CEPA: Consensus Embedded Perturbation for Agnostic Detection and Inversion of Backdoors
This work addresses the security challenge of backdoor attacks in DNNs for practitioners, offering an incremental improvement over existing agnostic detection methods.
The paper tackles the problem of detecting and mitigating backdoor attacks in deep neural network classifiers, introducing a new agnostic detector that estimates the backdoor and identifies its target class without needing the training dataset, achieving favorable performance compared to existing defenses on CIFAR-10 and CIFAR-100 datasets.

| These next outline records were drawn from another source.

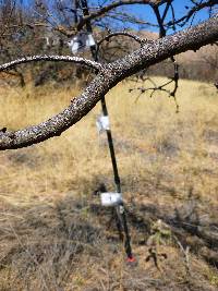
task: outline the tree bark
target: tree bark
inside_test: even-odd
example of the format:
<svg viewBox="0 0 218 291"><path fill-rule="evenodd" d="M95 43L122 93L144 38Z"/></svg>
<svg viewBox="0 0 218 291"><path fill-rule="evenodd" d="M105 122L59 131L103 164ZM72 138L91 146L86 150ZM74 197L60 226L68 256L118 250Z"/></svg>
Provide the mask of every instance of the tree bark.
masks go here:
<svg viewBox="0 0 218 291"><path fill-rule="evenodd" d="M145 44L116 62L102 66L99 64L100 70L94 81L62 112L38 125L16 132L0 132L0 149L25 147L60 135L86 116L120 81L169 57L186 50L197 50L217 40L218 14L195 27ZM95 65L98 66L97 63Z"/></svg>

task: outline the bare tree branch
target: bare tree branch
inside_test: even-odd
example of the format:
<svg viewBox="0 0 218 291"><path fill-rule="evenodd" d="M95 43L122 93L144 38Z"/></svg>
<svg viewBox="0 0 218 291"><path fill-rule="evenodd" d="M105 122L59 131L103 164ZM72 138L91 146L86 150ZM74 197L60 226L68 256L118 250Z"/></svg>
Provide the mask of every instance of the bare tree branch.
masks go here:
<svg viewBox="0 0 218 291"><path fill-rule="evenodd" d="M86 116L120 81L174 54L199 49L217 39L218 14L195 27L145 44L131 54L106 64L82 95L59 114L24 130L1 131L0 149L25 147L60 135Z"/></svg>
<svg viewBox="0 0 218 291"><path fill-rule="evenodd" d="M36 62L36 61L53 61L53 62L74 62L87 65L97 71L102 69L102 65L98 62L86 60L78 57L70 57L70 56L31 56L23 57L21 59L4 63L0 65L0 72L14 68L17 64Z"/></svg>

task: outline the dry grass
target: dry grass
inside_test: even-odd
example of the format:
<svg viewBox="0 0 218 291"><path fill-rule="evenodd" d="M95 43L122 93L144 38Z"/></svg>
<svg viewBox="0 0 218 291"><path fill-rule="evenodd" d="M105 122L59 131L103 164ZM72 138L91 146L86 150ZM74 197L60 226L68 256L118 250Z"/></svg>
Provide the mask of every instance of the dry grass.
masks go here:
<svg viewBox="0 0 218 291"><path fill-rule="evenodd" d="M158 78L162 81L162 78ZM216 290L218 276L218 95L181 81L172 99L123 83L107 96L133 248L130 269L109 214L93 191L113 190L100 106L60 137L0 155L0 290ZM0 88L0 124L20 129L64 108L80 89ZM97 207L97 208L96 208ZM153 221L172 231L158 271L146 262ZM192 278L173 235L191 246ZM206 263L209 264L207 264ZM214 267L213 267L214 266ZM159 288L159 289L158 289Z"/></svg>

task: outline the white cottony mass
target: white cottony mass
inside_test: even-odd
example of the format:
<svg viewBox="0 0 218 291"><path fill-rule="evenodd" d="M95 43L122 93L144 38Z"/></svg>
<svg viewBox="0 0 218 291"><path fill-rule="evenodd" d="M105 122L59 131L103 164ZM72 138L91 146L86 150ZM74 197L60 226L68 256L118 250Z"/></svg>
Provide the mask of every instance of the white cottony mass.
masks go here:
<svg viewBox="0 0 218 291"><path fill-rule="evenodd" d="M108 116L99 116L96 121L96 125L98 129L98 132L101 133L104 131L110 130L110 121Z"/></svg>
<svg viewBox="0 0 218 291"><path fill-rule="evenodd" d="M73 39L68 43L68 45L71 48L72 53L76 53L80 50L85 50L86 48L95 46L95 40L92 34L80 33L78 35L74 36Z"/></svg>

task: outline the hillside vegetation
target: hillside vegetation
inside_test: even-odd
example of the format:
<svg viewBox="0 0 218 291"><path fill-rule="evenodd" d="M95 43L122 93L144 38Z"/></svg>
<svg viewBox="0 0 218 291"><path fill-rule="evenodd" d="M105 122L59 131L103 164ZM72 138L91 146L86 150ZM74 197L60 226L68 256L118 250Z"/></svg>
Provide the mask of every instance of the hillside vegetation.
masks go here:
<svg viewBox="0 0 218 291"><path fill-rule="evenodd" d="M100 183L114 191L97 105L60 137L0 153L0 290L217 290L218 93L181 81L175 113L173 99L137 99L133 86L119 84L107 102L137 264L126 264L94 195ZM14 130L59 112L80 88L0 93L1 128Z"/></svg>

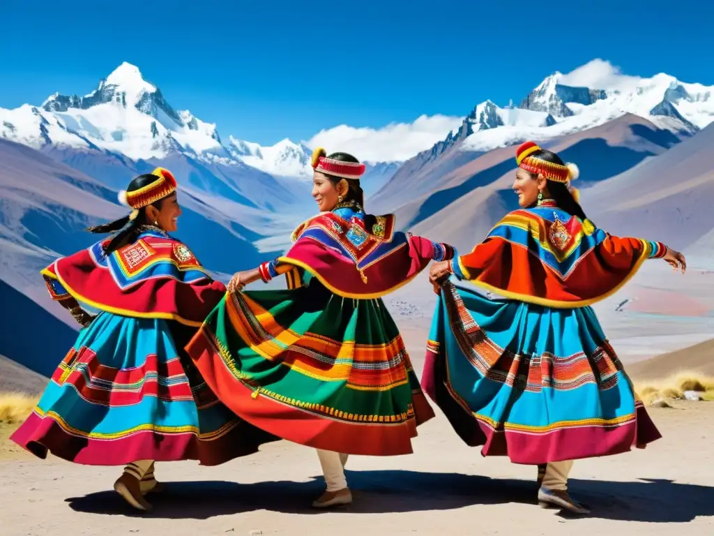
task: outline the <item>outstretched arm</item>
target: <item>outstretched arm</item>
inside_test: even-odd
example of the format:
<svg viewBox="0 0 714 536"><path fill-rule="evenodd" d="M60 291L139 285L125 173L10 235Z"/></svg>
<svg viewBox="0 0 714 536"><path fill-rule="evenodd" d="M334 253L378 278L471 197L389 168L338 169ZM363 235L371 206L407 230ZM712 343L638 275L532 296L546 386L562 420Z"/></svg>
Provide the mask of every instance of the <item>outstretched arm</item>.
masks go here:
<svg viewBox="0 0 714 536"><path fill-rule="evenodd" d="M662 242L608 234L599 249L600 254L615 265L620 262L628 263L634 256L647 255L648 259L664 259L675 270L681 269L683 274L687 269L684 255Z"/></svg>
<svg viewBox="0 0 714 536"><path fill-rule="evenodd" d="M293 268L293 267L291 265L282 263L277 259L266 261L257 268L236 272L228 284L228 290L230 292L242 290L246 284L250 284L258 279L263 279L263 282L267 283L273 277L286 274Z"/></svg>

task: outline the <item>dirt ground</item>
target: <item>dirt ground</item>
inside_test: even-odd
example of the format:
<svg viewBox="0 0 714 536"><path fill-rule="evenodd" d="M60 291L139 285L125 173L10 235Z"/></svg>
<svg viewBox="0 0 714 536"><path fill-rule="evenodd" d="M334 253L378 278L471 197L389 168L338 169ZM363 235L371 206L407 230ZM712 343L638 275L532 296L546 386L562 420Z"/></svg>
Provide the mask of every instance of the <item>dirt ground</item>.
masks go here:
<svg viewBox="0 0 714 536"><path fill-rule="evenodd" d="M4 536L195 535L714 534L714 404L675 402L651 415L663 439L645 450L578 461L573 496L593 514L573 519L539 508L536 470L483 458L446 420L420 428L416 452L354 457L352 505L316 512L323 489L314 452L283 442L217 467L160 464L166 491L154 510L131 510L111 490L118 467L39 460L0 434Z"/></svg>

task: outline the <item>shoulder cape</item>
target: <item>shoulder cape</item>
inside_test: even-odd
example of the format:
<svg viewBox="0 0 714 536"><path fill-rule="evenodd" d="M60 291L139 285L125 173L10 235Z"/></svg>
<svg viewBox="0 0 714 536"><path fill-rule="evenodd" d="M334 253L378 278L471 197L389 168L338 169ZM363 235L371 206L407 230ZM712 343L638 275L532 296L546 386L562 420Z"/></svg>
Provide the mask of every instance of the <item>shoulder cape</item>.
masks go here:
<svg viewBox="0 0 714 536"><path fill-rule="evenodd" d="M348 298L378 298L409 282L431 260L451 259L453 249L395 231L392 214L363 220L331 212L316 216L293 233L294 244L280 263L304 269L332 292ZM288 285L294 273L287 274Z"/></svg>
<svg viewBox="0 0 714 536"><path fill-rule="evenodd" d="M590 305L618 290L666 247L619 238L555 207L516 210L453 262L459 279L506 298L561 308Z"/></svg>
<svg viewBox="0 0 714 536"><path fill-rule="evenodd" d="M53 299L138 318L200 326L226 287L213 281L178 240L143 233L134 244L103 255L107 240L58 259L41 274Z"/></svg>

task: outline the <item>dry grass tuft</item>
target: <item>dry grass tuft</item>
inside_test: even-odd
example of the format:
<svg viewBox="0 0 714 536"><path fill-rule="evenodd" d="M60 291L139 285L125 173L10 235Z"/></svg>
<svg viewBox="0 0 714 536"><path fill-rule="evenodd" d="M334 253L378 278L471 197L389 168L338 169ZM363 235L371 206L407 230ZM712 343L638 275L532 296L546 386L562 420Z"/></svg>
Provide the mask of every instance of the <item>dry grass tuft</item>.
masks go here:
<svg viewBox="0 0 714 536"><path fill-rule="evenodd" d="M13 425L26 419L39 397L17 392L0 392L0 424Z"/></svg>
<svg viewBox="0 0 714 536"><path fill-rule="evenodd" d="M683 399L685 391L698 391L705 400L714 400L714 377L683 371L661 381L635 383L635 391L648 406L655 400Z"/></svg>

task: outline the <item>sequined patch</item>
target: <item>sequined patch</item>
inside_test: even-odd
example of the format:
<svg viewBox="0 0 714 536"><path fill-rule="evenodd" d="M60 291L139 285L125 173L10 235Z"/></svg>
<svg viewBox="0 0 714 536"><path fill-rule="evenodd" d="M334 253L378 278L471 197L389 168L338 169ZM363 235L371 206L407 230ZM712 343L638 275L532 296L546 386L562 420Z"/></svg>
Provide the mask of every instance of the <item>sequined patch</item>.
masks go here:
<svg viewBox="0 0 714 536"><path fill-rule="evenodd" d="M550 243L562 251L570 242L570 234L568 232L568 229L563 224L563 222L556 218L555 221L550 225L548 237L550 239Z"/></svg>
<svg viewBox="0 0 714 536"><path fill-rule="evenodd" d="M119 254L129 270L133 270L149 259L154 251L144 240L137 240L131 246L120 250Z"/></svg>
<svg viewBox="0 0 714 536"><path fill-rule="evenodd" d="M350 241L350 243L358 249L364 245L368 237L367 232L356 224L350 227L350 230L347 232L345 236L347 237L347 239Z"/></svg>
<svg viewBox="0 0 714 536"><path fill-rule="evenodd" d="M183 244L174 244L174 254L176 255L179 262L188 262L193 260L193 254Z"/></svg>
<svg viewBox="0 0 714 536"><path fill-rule="evenodd" d="M383 216L376 217L377 222L372 226L372 234L378 238L384 238L387 219Z"/></svg>

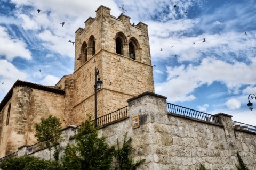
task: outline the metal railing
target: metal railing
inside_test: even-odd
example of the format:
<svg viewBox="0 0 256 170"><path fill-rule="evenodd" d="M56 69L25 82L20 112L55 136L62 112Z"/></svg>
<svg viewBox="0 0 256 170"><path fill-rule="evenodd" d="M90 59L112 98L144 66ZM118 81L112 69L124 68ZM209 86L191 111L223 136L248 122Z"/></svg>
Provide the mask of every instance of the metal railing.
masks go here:
<svg viewBox="0 0 256 170"><path fill-rule="evenodd" d="M244 131L256 133L256 126L233 121L233 127Z"/></svg>
<svg viewBox="0 0 256 170"><path fill-rule="evenodd" d="M169 103L167 103L167 108L168 112L220 124L218 116L210 114L193 110L187 107L180 106Z"/></svg>
<svg viewBox="0 0 256 170"><path fill-rule="evenodd" d="M2 162L4 159L6 159L11 158L17 158L17 157L18 157L18 151L17 151L15 152L13 152L13 153L12 153L10 155L6 155L4 157L3 157L3 158L1 158L0 159L0 162Z"/></svg>
<svg viewBox="0 0 256 170"><path fill-rule="evenodd" d="M129 114L128 106L121 108L118 110L114 111L103 116L98 117L97 120L97 125L99 126L102 126L109 123L118 120L123 117L128 116ZM91 121L91 123L94 123L95 120ZM83 129L85 126L84 124L82 124L73 129L74 135L76 135L79 133L79 130Z"/></svg>
<svg viewBox="0 0 256 170"><path fill-rule="evenodd" d="M50 141L50 144L53 145L55 143L59 142L60 138L59 137L54 137L52 138ZM33 152L42 149L46 148L46 142L38 142L33 145L27 147L28 153Z"/></svg>

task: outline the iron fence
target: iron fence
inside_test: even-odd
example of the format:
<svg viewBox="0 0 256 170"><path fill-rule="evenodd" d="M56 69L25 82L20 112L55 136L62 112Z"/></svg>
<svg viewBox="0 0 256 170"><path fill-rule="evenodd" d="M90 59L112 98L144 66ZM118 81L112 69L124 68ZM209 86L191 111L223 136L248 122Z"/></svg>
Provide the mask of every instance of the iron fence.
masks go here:
<svg viewBox="0 0 256 170"><path fill-rule="evenodd" d="M121 108L97 119L97 125L99 126L102 126L115 121L118 120L123 117L128 116L128 106ZM91 121L91 123L95 124L95 120ZM82 124L73 129L74 135L78 134L79 130L82 130L85 127L85 124Z"/></svg>
<svg viewBox="0 0 256 170"><path fill-rule="evenodd" d="M233 127L234 128L256 133L256 126L253 126L247 124L240 123L234 121L233 121Z"/></svg>
<svg viewBox="0 0 256 170"><path fill-rule="evenodd" d="M170 113L220 124L218 116L208 113L193 110L168 103L167 103L167 111Z"/></svg>
<svg viewBox="0 0 256 170"><path fill-rule="evenodd" d="M60 138L59 137L54 137L51 139L50 144L52 146L57 143L59 142ZM27 147L27 151L28 153L33 152L42 149L46 148L46 142L38 142L33 145Z"/></svg>
<svg viewBox="0 0 256 170"><path fill-rule="evenodd" d="M18 157L18 151L17 151L17 152L12 153L10 155L5 156L4 157L3 157L0 159L0 162L2 162L3 160L4 159L11 158L17 158Z"/></svg>

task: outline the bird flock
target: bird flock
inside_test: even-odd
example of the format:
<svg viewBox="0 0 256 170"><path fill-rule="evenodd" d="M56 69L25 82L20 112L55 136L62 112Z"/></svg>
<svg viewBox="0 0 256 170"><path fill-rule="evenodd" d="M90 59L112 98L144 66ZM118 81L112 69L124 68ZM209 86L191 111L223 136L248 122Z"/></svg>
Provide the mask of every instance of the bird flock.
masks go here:
<svg viewBox="0 0 256 170"><path fill-rule="evenodd" d="M172 7L173 7L173 8L175 8L177 7L177 5L175 4L174 5L173 5L173 6ZM187 13L188 13L188 11L185 11L185 13L186 13L186 14L187 14ZM245 35L245 36L247 36L247 33L246 33L246 32L245 32L244 35ZM203 42L206 42L206 40L205 40L205 38L204 38L203 40ZM196 44L195 43L195 42L193 42L193 43L192 43L192 44ZM172 45L172 48L173 47L174 47L174 46ZM160 49L160 51L161 51L161 52L163 51L163 48L161 48L161 49ZM174 56L176 57L177 55L175 55Z"/></svg>
<svg viewBox="0 0 256 170"><path fill-rule="evenodd" d="M36 10L36 11L37 12L37 13L39 13L41 11L41 10L40 9L37 9ZM61 27L63 27L64 26L64 24L65 24L65 22L61 22L60 24L61 24ZM75 44L75 42L74 41L72 41L71 40L69 40L68 42L71 42L73 44L73 46L74 46L74 44ZM39 71L41 72L41 69L39 69ZM3 84L4 83L3 83L2 84Z"/></svg>

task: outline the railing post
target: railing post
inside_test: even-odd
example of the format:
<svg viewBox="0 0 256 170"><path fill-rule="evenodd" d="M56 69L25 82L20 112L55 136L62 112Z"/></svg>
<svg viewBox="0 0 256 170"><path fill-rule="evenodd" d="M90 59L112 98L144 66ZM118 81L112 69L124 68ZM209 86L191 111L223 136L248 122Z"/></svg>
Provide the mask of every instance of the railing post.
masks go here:
<svg viewBox="0 0 256 170"><path fill-rule="evenodd" d="M27 155L27 148L29 145L25 144L18 148L18 157Z"/></svg>
<svg viewBox="0 0 256 170"><path fill-rule="evenodd" d="M236 138L232 122L233 116L223 113L215 114L214 116L218 116L219 123L223 124L224 126L226 141L233 144L234 146L236 146Z"/></svg>

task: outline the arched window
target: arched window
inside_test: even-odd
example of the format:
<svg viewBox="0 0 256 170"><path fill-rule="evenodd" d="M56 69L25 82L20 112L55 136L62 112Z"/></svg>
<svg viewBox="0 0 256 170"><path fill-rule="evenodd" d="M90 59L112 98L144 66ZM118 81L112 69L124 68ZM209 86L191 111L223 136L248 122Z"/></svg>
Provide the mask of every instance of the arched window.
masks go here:
<svg viewBox="0 0 256 170"><path fill-rule="evenodd" d="M93 40L92 41L92 55L95 55L95 41Z"/></svg>
<svg viewBox="0 0 256 170"><path fill-rule="evenodd" d="M129 42L129 57L135 59L135 47L132 42Z"/></svg>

A variety of defenses have been proposed against Trojans planted in (backdoor attacks on) deep neural network (DNN) classifiers. Backdoor-agnostic methods seek to reliably detect and/or to mitigate backdoors irrespective of the incorporation mechanism used by the attacker, while inversion methods explicitly assume one. In this paper, we describe a new detector that: relies on embedded feature representations to estimate (invert) the backdoor and to identify its target class; can operate without access to the training dataset; and is highly effective for various incorporation mechanisms (i.e., is backdoor agnostic). Our detection approach is evaluated -- and found to be favorable - in comparison with an array of published defenses for a variety of different attacks on the CIFAR-10 and CIFAR-100 image-classification domains.